The women stated that they were driving through Mill Race Park—a park off the White River in a wooded area near downtown Columbus. At approximately 3 p.m., in broad daylight, the women parked their car near a boat ramp when they observed “a monster” lurking near the river. They described the creature as 6 feet tall and walking upright on two legs. They also stated that the creature was covered in dark fur and had a pale green face. The police searched the area but found nothing to support the women’s claims.
A Second Encounter
Later that night, around 11:45 p.m., another group of women burst into the Columbus Police Department, terrified and shaken. They had their own “monster” encounter in Mill Race Park. As they sat in their car chatting, a hairy creature with a green face leaped onto the hood, trying to break through the windshield with its long, sharp claws. When the police suggested it might be a prank, the witnesses insisted, “This did not look like a mask.” Even the car had deep scratches on the hood. A second search of the park yielded no monster.
Media Attention and Further Sightings
The local paper, The Republic, ran a story about these two reports, with the police guessing it might be a “misguided hobgoblin with lousy timing.” But they advised residents to stay alert.

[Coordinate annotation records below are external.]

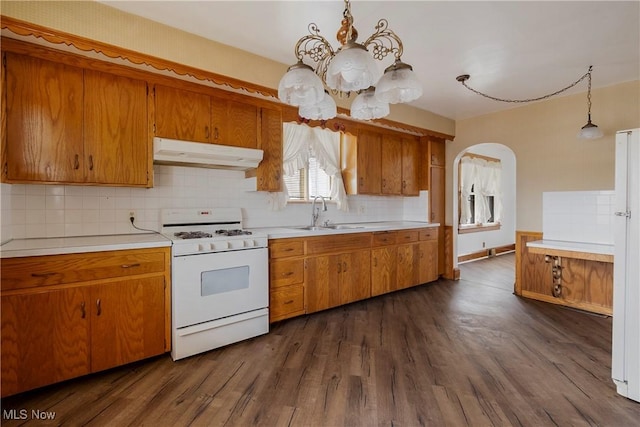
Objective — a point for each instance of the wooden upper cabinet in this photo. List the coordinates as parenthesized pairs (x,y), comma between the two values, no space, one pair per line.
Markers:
(182,114)
(44,141)
(234,123)
(410,167)
(269,172)
(72,125)
(437,149)
(362,162)
(115,129)
(391,164)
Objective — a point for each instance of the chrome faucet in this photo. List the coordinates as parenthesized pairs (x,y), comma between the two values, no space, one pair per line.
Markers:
(315,213)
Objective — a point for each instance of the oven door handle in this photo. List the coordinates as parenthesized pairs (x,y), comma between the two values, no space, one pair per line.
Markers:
(189,330)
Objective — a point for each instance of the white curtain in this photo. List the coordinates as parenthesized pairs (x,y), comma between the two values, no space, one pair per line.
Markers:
(299,140)
(467,177)
(326,148)
(486,179)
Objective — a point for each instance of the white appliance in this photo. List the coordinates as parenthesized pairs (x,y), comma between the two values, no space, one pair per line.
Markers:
(174,152)
(219,279)
(625,364)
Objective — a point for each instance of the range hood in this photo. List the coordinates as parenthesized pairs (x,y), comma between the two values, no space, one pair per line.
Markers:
(199,154)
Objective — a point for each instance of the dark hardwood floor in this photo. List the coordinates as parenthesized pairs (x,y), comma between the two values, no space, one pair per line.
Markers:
(443,354)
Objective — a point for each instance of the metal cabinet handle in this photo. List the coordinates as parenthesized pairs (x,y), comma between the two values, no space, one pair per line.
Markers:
(130,265)
(43,274)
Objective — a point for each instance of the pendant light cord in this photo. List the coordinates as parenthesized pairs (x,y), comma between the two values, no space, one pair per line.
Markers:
(463,79)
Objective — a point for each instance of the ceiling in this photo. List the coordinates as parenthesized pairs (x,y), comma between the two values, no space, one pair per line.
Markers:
(515,50)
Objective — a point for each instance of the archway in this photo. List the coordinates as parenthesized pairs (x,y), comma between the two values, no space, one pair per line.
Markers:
(473,245)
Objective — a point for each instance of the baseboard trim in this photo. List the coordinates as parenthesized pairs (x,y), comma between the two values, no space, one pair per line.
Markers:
(486,253)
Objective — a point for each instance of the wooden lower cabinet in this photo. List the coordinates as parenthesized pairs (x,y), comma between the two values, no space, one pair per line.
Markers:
(320,272)
(585,283)
(335,280)
(56,331)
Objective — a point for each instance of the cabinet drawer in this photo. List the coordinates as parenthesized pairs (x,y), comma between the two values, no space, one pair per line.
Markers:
(338,243)
(407,236)
(384,238)
(279,248)
(29,272)
(286,302)
(429,234)
(286,272)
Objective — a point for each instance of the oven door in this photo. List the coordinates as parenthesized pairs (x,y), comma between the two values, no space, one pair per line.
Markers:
(216,285)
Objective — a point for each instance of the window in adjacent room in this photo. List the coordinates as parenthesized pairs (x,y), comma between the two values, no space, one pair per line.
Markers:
(480,193)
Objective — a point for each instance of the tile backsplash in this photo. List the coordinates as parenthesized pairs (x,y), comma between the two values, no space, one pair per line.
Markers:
(578,216)
(31,210)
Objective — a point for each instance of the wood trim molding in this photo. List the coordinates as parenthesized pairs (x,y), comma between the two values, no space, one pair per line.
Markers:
(24,28)
(27,29)
(487,253)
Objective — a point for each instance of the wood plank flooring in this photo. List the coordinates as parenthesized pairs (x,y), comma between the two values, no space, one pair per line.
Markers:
(442,354)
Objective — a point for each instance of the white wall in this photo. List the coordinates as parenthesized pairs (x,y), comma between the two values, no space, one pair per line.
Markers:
(31,210)
(475,242)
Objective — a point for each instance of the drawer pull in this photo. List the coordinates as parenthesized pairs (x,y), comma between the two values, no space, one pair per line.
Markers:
(43,274)
(137,264)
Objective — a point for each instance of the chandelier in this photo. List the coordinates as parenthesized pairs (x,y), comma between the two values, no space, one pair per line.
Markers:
(350,68)
(588,131)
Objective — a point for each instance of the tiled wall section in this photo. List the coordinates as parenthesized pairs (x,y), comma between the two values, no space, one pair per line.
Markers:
(578,216)
(68,210)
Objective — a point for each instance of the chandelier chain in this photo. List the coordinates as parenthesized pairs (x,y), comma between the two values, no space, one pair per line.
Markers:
(463,79)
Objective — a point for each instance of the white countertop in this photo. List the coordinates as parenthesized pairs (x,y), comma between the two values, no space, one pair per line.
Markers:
(592,248)
(366,227)
(67,245)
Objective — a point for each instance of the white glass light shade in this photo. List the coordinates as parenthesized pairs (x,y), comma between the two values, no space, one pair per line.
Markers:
(352,69)
(398,84)
(590,131)
(324,110)
(367,107)
(300,86)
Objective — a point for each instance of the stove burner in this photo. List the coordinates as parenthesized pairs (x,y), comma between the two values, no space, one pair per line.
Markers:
(192,235)
(233,232)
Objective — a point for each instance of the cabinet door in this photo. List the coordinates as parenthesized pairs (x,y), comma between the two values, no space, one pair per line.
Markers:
(383,270)
(234,123)
(410,167)
(355,276)
(45,338)
(127,321)
(269,172)
(436,204)
(391,165)
(44,121)
(406,272)
(321,286)
(115,129)
(182,114)
(369,168)
(427,261)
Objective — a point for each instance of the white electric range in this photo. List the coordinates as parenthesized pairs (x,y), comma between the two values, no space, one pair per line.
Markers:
(220,279)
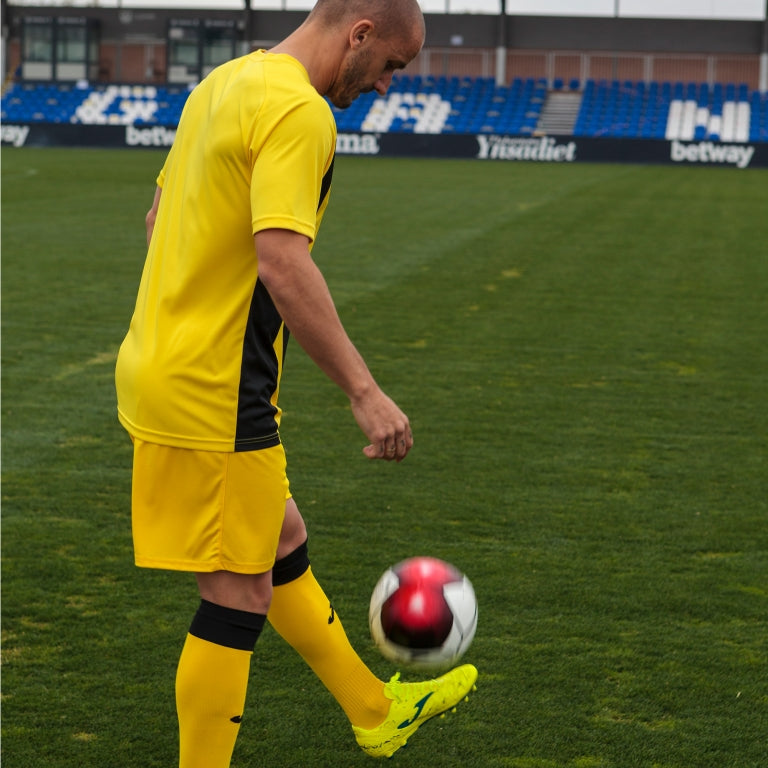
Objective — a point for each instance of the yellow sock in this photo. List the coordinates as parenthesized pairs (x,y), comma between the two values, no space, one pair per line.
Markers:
(302,614)
(211,683)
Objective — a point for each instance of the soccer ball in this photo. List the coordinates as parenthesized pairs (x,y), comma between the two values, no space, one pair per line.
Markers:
(423,613)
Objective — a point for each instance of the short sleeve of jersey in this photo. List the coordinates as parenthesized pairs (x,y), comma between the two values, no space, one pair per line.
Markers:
(287,187)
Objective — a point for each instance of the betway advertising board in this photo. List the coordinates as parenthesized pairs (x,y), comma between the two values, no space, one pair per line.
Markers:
(487,147)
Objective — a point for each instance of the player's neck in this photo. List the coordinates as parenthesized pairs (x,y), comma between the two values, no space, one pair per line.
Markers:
(315,51)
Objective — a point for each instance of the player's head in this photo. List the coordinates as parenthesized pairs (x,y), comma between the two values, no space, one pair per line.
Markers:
(381,36)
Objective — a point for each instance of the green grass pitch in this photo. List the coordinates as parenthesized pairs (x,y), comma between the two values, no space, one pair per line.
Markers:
(583,352)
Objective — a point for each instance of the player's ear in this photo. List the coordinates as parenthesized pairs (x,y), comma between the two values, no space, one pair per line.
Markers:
(360,33)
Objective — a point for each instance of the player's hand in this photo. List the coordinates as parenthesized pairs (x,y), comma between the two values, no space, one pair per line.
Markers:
(385,425)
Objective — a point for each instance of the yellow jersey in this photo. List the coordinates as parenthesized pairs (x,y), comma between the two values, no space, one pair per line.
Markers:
(200,365)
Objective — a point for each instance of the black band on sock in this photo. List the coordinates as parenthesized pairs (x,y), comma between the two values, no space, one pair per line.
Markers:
(227,626)
(291,566)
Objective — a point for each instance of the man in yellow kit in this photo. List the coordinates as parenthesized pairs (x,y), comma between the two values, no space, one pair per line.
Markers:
(228,272)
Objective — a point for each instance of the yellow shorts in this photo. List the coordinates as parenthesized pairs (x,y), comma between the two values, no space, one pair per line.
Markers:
(206,511)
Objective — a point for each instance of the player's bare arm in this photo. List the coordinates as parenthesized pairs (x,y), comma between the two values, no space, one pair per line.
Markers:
(302,298)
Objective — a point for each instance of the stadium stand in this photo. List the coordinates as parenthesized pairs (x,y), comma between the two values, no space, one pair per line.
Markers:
(618,109)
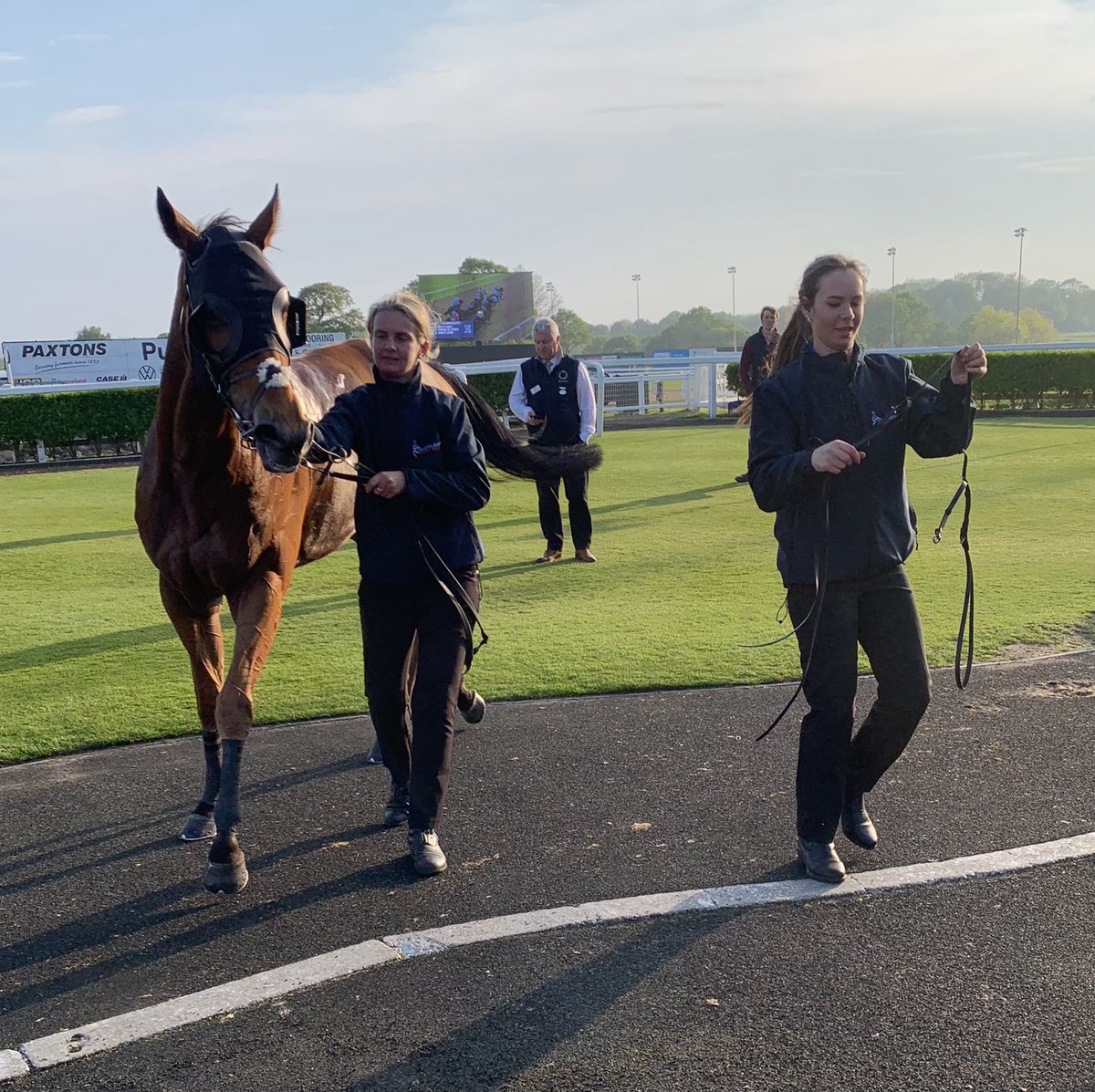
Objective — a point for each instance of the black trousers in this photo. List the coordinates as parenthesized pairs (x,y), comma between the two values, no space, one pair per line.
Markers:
(413,716)
(880,614)
(576,487)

Three days after the story was printed, the monster was spotted again. Two local men visited Mill Race Park around 4 p.m. on Nov. 5. They spotted the creature lurking behind trees near the park’s covered bridge. The two young men gave the same description: a hairy beast that stood upright with a light green face. Despite the warning issued by the police, they decided to return to Mill Race Park that same night armed with a pair of binoculars. The two young men claimed that they were chased out of Mill Race Park by the monster. The men theorized to the police that the creature might have been accidentally left behind by the UFOs spotted in the early fall.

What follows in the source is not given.